The great thing about playing in a band (or even just playing a musical instrument) is the sense of fulfilment you get from learning something new or playing something well. Anyone who plays in a band will know that some of the most important parts from a drummer’s perspective are what we call breaks or set-ups ... that’s the time when the drummer varies the beat, or builds up so that the music flows from one section to the next, such as verse to chorus.
Another discipline which many of us drummers forget is basic timekeeping. We’re so focussed on our breaks (or set-ups) that we lose the sense of time and either speed up or slow down; both can be disastrous if you’re playing to a backing track or loop.

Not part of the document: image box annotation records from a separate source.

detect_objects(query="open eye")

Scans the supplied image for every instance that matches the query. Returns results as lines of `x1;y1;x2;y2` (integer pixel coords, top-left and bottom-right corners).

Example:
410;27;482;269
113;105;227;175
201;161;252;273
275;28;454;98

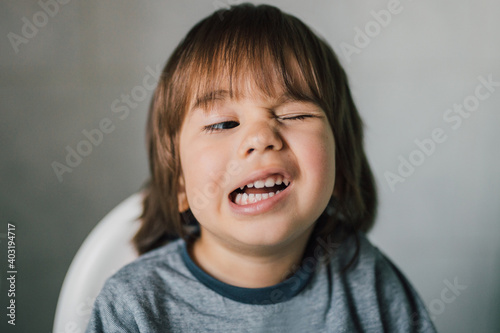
203;121;239;133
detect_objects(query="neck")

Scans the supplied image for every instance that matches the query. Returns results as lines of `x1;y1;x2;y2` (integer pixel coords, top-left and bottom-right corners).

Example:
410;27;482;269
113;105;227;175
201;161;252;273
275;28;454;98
188;227;313;288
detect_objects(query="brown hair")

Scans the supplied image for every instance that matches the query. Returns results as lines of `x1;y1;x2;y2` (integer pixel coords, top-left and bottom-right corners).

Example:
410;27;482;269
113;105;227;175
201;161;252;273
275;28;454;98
133;3;377;262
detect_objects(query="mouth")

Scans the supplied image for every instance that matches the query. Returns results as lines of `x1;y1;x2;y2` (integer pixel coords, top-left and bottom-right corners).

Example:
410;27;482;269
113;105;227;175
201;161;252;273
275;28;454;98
229;174;291;206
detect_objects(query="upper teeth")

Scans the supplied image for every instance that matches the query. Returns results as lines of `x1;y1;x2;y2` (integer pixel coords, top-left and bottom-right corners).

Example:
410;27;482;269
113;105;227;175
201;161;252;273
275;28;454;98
240;176;290;190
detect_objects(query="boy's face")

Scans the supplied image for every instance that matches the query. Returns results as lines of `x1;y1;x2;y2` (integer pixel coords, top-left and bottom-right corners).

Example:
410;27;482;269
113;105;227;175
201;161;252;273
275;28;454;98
179;87;335;251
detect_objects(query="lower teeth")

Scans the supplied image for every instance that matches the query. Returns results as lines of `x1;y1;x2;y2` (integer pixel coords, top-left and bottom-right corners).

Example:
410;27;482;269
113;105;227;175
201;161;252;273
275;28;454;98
234;191;281;205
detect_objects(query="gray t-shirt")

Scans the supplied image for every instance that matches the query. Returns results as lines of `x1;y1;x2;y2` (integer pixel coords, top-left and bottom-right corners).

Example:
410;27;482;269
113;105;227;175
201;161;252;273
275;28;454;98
86;233;436;333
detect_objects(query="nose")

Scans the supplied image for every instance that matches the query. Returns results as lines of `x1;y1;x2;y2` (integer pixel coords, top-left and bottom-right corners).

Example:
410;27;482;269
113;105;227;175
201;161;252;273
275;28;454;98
238;120;283;157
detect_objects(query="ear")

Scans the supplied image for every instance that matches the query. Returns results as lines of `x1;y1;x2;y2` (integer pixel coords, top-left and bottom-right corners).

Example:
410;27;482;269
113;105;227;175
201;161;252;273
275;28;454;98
177;174;189;213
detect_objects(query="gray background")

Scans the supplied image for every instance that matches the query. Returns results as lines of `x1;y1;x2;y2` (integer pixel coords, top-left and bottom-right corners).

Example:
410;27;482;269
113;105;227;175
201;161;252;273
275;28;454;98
0;0;500;332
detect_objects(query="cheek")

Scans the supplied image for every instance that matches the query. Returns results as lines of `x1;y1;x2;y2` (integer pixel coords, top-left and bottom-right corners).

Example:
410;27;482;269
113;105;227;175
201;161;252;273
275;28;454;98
181;141;232;212
297;127;335;192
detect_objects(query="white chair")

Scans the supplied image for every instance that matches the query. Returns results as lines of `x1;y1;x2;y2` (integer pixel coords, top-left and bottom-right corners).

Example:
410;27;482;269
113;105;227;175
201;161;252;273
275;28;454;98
53;193;142;333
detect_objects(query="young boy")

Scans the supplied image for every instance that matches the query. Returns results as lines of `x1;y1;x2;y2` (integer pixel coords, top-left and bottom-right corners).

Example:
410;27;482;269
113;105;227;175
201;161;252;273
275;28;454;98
87;4;435;332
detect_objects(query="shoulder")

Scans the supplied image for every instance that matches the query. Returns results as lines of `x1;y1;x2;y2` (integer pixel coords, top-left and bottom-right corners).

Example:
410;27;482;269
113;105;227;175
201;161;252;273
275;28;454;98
96;239;188;298
86;239;190;332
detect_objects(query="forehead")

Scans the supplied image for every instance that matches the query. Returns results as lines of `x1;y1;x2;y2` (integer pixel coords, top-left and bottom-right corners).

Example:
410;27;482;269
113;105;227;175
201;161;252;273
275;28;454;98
189;89;308;113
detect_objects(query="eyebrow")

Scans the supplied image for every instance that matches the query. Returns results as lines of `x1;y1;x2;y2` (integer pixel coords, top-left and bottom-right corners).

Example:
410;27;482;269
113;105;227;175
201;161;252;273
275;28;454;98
191;89;314;112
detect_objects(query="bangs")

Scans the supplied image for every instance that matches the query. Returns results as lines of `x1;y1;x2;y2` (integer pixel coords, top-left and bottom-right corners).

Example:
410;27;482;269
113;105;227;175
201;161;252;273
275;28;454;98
181;7;324;110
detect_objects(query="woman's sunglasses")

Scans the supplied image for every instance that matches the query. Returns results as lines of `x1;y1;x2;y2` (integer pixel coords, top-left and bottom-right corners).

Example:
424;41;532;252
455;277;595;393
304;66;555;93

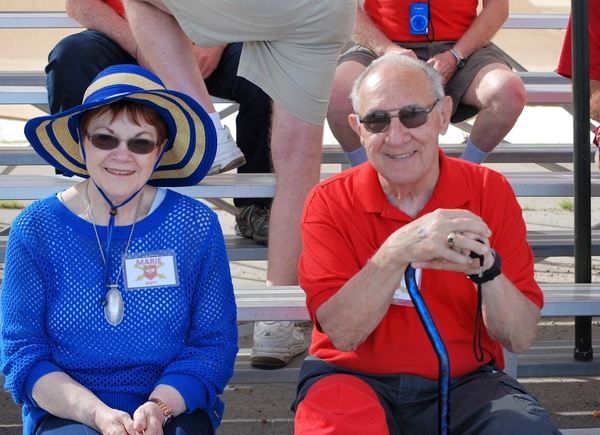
85;131;158;154
358;100;440;133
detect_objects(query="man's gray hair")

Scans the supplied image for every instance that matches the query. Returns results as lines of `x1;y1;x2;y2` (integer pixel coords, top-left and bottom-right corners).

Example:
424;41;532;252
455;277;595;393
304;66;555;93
350;53;445;113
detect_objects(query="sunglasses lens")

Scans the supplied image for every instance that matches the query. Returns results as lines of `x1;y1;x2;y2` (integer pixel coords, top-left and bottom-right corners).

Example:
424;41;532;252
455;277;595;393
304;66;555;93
363;111;391;133
90;134;119;150
400;107;429;128
88;133;156;154
127;139;156;154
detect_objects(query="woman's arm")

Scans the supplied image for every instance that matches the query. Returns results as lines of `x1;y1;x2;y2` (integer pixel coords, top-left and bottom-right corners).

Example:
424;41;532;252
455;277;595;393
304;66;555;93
32;372;135;435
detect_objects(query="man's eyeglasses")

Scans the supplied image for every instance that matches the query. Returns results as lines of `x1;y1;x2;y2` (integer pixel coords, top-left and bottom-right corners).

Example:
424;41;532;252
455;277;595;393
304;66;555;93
358;100;440;133
85;131;158;154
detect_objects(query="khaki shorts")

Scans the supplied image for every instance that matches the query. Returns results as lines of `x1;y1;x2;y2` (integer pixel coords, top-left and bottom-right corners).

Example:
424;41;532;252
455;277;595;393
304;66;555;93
339;41;510;123
164;0;356;125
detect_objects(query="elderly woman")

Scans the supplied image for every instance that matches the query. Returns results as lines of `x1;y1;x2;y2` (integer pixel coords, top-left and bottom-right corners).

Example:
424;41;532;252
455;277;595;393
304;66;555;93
1;65;237;435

We’re there as glue to hold everyone else together; to make the others (and the whole band) sound good.
On a slightly different (but related) tack, we have just completed some intensive karate training with our Japanese senei, Sensei Akita. Whilst we huffed and puffed and drew on energy that we didn’t know was still there, we were constantly reminded to focus on our technique. Each move, punch, kick and block has a start, a direction and an end. Any energy expended beyond the end of the movement is wasted and serves no purpose (except to drain us of energy we need).
You see, although drumming and karate are very different disciplines, they have common elements, elements and principles which actually overflow into our daily life.
- The element of focus … What am I doing? Where am I aiming? How am I going to do it? How can I do it to the best of my ability? When do I start? When do I finish? I need to know what I’m doing and why
- The element of energy … How much energy do I need to inject into what I do? When do I need to inject it? When do I need to stop? Too much and I risk damage; too little and I cannot do what I need to
- The element of timing … When is the right time? When do I need to speed up/work harder? When can I slow down/relax? When do I need to keep going at it constantly until I finish the job?
- The element of after effects … When I’ve finished, what impression do I leave? Do people want more, or less? Is there a cost to what I’ve done, whether personal or to others? Will I/they remember what I’ve done/said?
Perhaps we need to evaluate some of our actions and intentions before we ever execute them, asking ourselves some basic questions and only then make a decision as to whether we do them/say them, or not. What we do may carry a cost (a bit like aching after a karate training session) but in a similar way, some of that cost, pain or discomfort may just contribute to our growth and development.